Good programming practice in inlining a device function

If the compiler fails to inline a device function, what I usually do is to 1) put the function definition in the head file 2) put inline key word in front of the function 3) include the head file in the same compiling unit as the kernel function. This works good when the function is not complicated. However, when the device function is too complicated/long, the head file looks ugly. I am wondering if there is any better way of doing inlining for complicated/long device functions.

__forceinline__ should be honoured:

https://docs.nvidia.com/cuda/cuda-c-programming-guide/index.html#noinline-and-forceinline

What benefit do you anticipate (or realize) from inlining “complicated/long device functions”? Do you use separate compilation, and if so, do you use link-time optimization?

To first order, inlining a function and moving it to a header file seem orthogonal issue to me. What is the connection between the two in your scenario?

If I want to inline a device function that the compiler refuses to inline, I add the __forceinline__ attribute. I have not used that in years as the compiler does a good job of identifying functions that should be inlined for performance gain.

For the application code I am working on recently, I’ve found that inlining these complicated functions reduces register usage and thus improves performance significantly. I did use separate compilation. What link-time optimizations do you refer to for nvcc. I know Intel compiler has -ipo option to help inline for cross units compilation. Does nvcc has something similar as -ipo?

What I should really ask is does nvcc provide option for enabling inlining for compilation across units?
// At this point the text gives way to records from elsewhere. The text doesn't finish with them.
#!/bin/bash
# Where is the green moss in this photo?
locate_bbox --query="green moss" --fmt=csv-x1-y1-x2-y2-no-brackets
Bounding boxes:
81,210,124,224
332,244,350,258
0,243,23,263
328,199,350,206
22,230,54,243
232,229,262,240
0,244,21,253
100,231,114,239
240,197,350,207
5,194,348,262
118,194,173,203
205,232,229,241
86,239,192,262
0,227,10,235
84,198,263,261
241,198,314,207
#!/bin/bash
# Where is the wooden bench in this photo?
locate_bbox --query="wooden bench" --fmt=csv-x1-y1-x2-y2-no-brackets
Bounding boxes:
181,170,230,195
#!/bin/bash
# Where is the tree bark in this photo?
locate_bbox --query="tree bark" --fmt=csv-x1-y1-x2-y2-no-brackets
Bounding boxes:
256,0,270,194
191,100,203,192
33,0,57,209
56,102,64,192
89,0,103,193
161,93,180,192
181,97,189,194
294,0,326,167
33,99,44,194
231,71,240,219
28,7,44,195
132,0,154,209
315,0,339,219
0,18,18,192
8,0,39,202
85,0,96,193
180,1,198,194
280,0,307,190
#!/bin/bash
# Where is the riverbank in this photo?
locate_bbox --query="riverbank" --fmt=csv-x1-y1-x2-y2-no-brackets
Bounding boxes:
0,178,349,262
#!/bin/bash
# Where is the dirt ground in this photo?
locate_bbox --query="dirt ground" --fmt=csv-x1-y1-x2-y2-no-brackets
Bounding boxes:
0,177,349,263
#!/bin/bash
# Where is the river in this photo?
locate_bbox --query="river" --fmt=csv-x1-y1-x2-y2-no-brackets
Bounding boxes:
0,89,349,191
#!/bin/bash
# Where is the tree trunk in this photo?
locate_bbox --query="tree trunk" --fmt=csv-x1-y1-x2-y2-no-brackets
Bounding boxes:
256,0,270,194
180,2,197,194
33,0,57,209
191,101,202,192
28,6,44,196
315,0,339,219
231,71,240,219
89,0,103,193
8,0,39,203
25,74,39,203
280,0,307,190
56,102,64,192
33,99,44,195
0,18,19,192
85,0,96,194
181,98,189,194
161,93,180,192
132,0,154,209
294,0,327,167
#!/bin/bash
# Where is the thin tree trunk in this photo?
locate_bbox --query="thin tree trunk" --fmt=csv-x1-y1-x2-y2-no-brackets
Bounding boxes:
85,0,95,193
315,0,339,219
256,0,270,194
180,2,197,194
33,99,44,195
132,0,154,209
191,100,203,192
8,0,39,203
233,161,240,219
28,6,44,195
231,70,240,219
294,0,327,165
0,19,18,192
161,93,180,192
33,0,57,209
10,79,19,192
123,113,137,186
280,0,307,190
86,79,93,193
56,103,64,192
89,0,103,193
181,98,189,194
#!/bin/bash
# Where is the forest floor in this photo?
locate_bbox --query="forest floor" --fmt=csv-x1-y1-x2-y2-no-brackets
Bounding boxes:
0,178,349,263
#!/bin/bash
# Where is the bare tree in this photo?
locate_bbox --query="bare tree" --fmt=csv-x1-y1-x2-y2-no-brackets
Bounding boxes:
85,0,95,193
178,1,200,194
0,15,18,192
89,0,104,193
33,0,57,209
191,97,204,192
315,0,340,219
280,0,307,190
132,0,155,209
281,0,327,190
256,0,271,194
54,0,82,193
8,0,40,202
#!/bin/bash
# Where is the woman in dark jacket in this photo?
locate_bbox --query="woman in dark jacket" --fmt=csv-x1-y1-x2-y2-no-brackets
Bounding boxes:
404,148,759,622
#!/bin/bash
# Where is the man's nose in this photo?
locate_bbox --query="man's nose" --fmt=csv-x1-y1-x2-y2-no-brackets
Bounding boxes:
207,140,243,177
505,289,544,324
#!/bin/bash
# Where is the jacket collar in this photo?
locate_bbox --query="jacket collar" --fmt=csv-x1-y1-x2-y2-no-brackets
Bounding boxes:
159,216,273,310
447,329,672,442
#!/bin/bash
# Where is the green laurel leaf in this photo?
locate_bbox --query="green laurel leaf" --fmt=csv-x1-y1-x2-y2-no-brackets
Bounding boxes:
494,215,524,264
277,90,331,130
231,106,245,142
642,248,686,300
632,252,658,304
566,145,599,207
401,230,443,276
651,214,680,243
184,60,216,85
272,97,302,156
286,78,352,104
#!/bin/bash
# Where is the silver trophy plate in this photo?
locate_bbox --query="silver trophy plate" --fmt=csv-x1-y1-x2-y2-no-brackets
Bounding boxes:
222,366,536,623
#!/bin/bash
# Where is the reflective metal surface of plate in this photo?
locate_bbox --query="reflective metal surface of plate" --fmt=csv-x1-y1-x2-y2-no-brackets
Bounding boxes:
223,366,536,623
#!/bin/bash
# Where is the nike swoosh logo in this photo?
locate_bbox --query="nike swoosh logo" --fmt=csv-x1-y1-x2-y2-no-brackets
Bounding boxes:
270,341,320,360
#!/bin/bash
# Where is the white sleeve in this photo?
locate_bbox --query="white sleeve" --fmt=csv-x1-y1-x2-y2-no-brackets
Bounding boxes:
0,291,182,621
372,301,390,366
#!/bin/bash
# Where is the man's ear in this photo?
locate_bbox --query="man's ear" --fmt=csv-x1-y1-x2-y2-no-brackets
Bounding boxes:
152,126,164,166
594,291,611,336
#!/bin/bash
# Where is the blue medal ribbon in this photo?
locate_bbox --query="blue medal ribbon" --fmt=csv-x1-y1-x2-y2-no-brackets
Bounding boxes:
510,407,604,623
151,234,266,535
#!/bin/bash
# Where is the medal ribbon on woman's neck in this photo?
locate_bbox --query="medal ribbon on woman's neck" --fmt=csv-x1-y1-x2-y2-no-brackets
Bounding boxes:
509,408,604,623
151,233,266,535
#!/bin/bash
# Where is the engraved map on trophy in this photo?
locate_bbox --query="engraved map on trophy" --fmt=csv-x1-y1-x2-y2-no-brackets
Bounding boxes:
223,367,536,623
Yes, it does (although arguably not quite as sophisticated yet given that Intel has polished their IPO functionality for the past 20 years or so). For an introduction, see:

Yes, see blog entry linked above:

In device LTO mode, we store a high-level intermediate form of the code for each translation unit, and then at link time we merge all those intermediates to create a high-level representation of all the device code. This enables the linker to perform high-level optimizations like inlining across file boundaries, which not only eliminates the overhead of the calling conventions, but also further enables other optimizations on the inlined block of code itself.

Many thanks! This is exactly what I am looking for.

Btw, I checked the CUDA 11.0, both -dc and -dlto options are not there for nvcc yet. The link article says it is provided as preview in 11.0.

Note that the blog post refers to CUDA 11.2. The current CUDA version is 11.5. You may want to upgrade to that.

1 Like